ABSTRACT

After nearly three decades of feminist literary criticism, decades which have seen the recovery of a wide-ranging canon of women’s writing, from the middle ages through to the twentieth century a collection of essays on Margaret Cavendish, Duchess of Newcastle hardly needs an apology. Cavendish was arguably the first Englishwoman to fashion herself as an author – a woman who desired, and achieved, publication on an unprecedented scale, and in a wide variety of literary genres. Her pursuit of literary fame and reputation was vigorous and startlingly self-conscious.
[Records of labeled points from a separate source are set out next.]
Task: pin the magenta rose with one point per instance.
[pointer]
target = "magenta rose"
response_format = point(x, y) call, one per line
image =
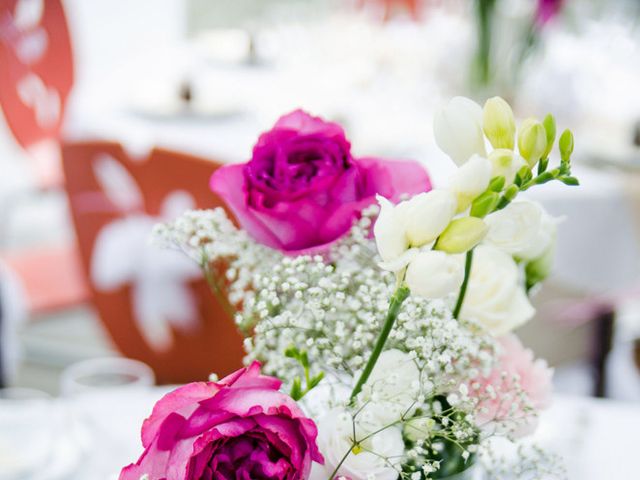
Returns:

She wrote an epistolary dedication addressed ‘To all the Universities in Europe,’ 1 and presented the handsome folio volumes of her works to the universities of Oxford and Cambridge, and to prominent members of the nobility. 2 She maintained an argumentative philosophical correspondence with Joseph Glanvill and openly criticised the ‘experimental philosophy’ of the Royal Society and the philosophical writings of Thomas Hobbes and Henry More . 3 And yet – as Kate Lilley has noted – Cavendish’s works have frequently been interpreted as ‘deformed in various ways: chaotic, old-fashioned, uneven, contradictory and insane.’ 4 Perhaps more than any other early modern woman writer Cavendish has prompted critical disclaimers, qualifications, and apologies. The necessity for these apologetics is not entirely clear. The unimpeachably canonical Sir Thomas Browne, whose style was condemned by his contemporary Sir Kenelm Digby for its ‘wilde fantasticke qualities and moods,’ 5 does not require elaborate contemporary apologetics – there is no ‘Sir Tom o’ Bedlam’ label to negotiate, as ‘Mad Madge’ must be repeatedly negotiated by Cavendish scholars. It is as if at some unconscious level of modern apologetics, beneath the principled complaints of women’s unequal access to education, and consequent ‘lack’ of literary and philosophical mastery, we are still negotiating Margaret Cavendish’s writings as transgressive, and thus in need of justification.